Meet Dr. Jian Liu
Dr. Jian Liu, a distinguished researcher at the University of North Carolina, studies one of the most commonly used drugs for surgery for nearly 25 years. His research, supported largely by funding from the National Institutes of Health (NIH), is transforming surgical care. Dr. Liu, alongside his colleagues, has unlocked a major breakthrough for the drug heparin, a blood thinner regularly given to patients during surgery.
After years of research, Dr. Liu discovered a synthetic version of heparin that will help the millions of patients across the U.S. who undergo surgery each year. As one of the most common blood thinners prescribed by doctors, high demand for heparin has created severe shortages over the years. These shortages were exacerbated by patient safety concerns when imported heparin from China was found to be tainted. This contamination of imported raw heparin stock resulted in serious allergic reactions and the senseless deaths of more than 80 Americans.
Dr. Liu’s synthetic heparin discovery eliminates the need to import the drug, ensuring that all patients receive a treatment that meets U.S. quality and safety standards. Not only is synthetic heparin a potentially safer option, it is widely considered to be more cost-effective, as it avoids the use of animals as sources.
“Supporting research and training for the next generation of researchers is an investment for the future.”

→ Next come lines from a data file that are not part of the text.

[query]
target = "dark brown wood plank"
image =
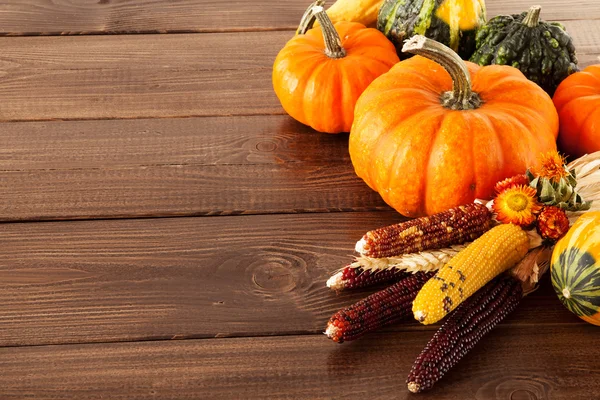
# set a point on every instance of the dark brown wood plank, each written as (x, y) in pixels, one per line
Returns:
(139, 76)
(121, 76)
(40, 17)
(550, 362)
(126, 280)
(167, 167)
(210, 141)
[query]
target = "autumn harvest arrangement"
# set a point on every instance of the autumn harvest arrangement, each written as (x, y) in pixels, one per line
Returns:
(454, 120)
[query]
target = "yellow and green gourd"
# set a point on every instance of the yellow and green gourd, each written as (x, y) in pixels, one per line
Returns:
(575, 268)
(451, 22)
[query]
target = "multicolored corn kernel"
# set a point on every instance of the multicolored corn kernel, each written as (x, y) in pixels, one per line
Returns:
(377, 310)
(487, 257)
(357, 277)
(465, 327)
(517, 180)
(455, 226)
(552, 224)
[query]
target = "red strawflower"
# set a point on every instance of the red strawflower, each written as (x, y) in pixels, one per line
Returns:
(552, 223)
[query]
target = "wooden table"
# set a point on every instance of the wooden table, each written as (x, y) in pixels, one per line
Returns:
(168, 229)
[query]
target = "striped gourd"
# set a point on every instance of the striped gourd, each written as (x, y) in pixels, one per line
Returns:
(575, 268)
(496, 251)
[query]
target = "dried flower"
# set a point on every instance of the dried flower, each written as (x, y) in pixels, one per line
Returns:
(552, 167)
(517, 205)
(553, 223)
(517, 180)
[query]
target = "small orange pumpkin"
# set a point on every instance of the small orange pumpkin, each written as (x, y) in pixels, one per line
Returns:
(427, 139)
(577, 100)
(318, 76)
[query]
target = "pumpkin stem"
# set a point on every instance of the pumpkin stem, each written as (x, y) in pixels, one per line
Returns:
(332, 38)
(308, 19)
(461, 97)
(532, 19)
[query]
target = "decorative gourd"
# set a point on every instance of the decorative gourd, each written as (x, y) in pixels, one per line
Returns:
(428, 139)
(576, 268)
(577, 100)
(543, 51)
(451, 22)
(318, 76)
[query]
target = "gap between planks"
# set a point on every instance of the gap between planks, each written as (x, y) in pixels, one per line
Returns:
(39, 17)
(555, 364)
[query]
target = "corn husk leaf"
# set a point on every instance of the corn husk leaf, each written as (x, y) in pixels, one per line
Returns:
(529, 271)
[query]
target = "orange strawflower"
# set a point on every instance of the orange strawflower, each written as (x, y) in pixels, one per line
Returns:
(553, 223)
(552, 166)
(517, 205)
(508, 183)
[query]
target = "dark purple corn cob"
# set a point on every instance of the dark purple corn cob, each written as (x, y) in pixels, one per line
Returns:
(471, 321)
(456, 226)
(377, 310)
(357, 277)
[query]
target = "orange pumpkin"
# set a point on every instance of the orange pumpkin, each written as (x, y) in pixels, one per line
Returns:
(318, 76)
(429, 138)
(577, 100)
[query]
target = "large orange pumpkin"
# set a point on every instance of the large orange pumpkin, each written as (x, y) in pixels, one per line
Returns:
(426, 145)
(577, 100)
(318, 76)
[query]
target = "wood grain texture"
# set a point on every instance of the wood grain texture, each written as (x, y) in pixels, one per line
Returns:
(167, 167)
(158, 76)
(63, 17)
(511, 363)
(127, 280)
(137, 76)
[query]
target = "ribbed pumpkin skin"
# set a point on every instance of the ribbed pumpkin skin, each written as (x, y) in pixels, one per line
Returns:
(401, 19)
(576, 268)
(545, 53)
(320, 91)
(577, 100)
(423, 158)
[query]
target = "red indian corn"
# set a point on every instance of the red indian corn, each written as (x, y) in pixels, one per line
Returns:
(463, 329)
(377, 310)
(357, 277)
(456, 226)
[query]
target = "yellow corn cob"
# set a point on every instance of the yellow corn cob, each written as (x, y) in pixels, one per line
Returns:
(493, 253)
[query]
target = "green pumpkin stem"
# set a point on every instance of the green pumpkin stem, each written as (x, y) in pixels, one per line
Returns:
(533, 17)
(332, 39)
(308, 19)
(461, 97)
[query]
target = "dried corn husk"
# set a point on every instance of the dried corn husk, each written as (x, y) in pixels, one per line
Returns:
(414, 262)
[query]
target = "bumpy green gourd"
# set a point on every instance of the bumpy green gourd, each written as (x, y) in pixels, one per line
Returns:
(543, 51)
(451, 22)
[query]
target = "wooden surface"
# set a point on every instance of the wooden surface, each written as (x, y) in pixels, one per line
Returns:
(166, 230)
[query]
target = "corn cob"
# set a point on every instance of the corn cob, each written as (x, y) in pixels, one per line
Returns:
(455, 226)
(493, 253)
(377, 310)
(357, 277)
(430, 260)
(462, 331)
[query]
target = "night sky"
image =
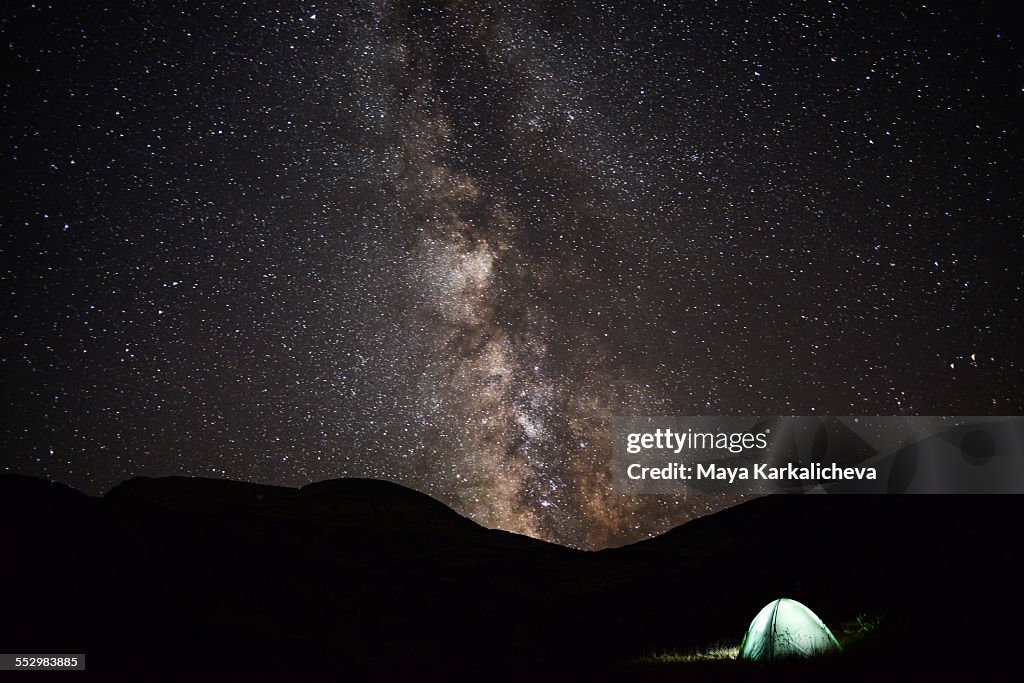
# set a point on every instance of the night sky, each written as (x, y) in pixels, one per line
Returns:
(443, 243)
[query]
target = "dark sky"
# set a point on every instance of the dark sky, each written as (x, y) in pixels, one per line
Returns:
(443, 243)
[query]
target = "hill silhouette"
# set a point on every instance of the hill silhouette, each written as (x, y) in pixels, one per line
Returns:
(361, 579)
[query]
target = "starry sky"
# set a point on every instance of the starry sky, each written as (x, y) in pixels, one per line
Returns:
(442, 243)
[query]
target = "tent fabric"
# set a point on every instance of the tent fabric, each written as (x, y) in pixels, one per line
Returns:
(786, 629)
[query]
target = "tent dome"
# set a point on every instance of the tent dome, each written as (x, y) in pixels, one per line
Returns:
(784, 629)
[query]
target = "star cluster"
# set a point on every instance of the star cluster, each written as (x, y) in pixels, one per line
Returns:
(442, 243)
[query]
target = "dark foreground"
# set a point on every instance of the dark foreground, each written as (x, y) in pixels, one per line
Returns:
(355, 580)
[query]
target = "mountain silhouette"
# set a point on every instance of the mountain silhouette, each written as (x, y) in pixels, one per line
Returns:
(356, 579)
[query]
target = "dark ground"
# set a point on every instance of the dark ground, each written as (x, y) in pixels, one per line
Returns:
(186, 579)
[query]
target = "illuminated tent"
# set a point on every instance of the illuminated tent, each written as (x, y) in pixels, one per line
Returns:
(785, 629)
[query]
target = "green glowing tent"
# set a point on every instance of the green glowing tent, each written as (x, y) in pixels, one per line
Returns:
(786, 629)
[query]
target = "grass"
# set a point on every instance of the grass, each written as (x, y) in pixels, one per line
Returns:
(713, 652)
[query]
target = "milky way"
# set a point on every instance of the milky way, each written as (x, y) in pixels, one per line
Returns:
(443, 244)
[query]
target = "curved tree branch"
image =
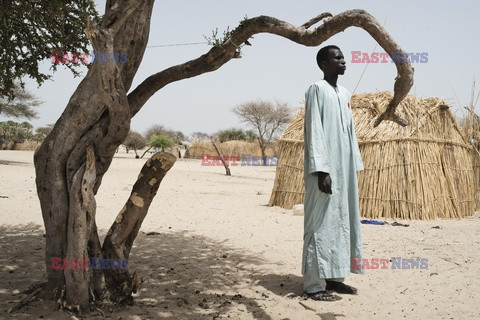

University of North Carolina Researcher
Dr. Liu first received a grant from NIH in 2001 when funding was not as difficult to obtain. But his work has suffered from the decline in NIH funding in recent years. “The funding opportunities have been persistently diminishing over the past 10 years,” Dr. Liu said, requiring him to cut staff and turn away the bright young minds that will make discoveries in the future. “Supporting research and training for the next generation of researchers is an investment for the future.”
Alarmingly, Dr. Liu also emphasized how a lack of funding slows the pace of medical progress, stating he must “limit himself when it comes to pursuing the most innovative research ideas because those ideas are generally associated with higher risk and will not be funded in the current environment.”
Dr. Liu is not alone. Thousands of researchers across the country are sitting on potentially transformative research proposals that have the potential to benefit our families, our neighbors, ourselves.
Don’t patients deserve the safest and most innovative care possible? An investment in NIH can make that a reality.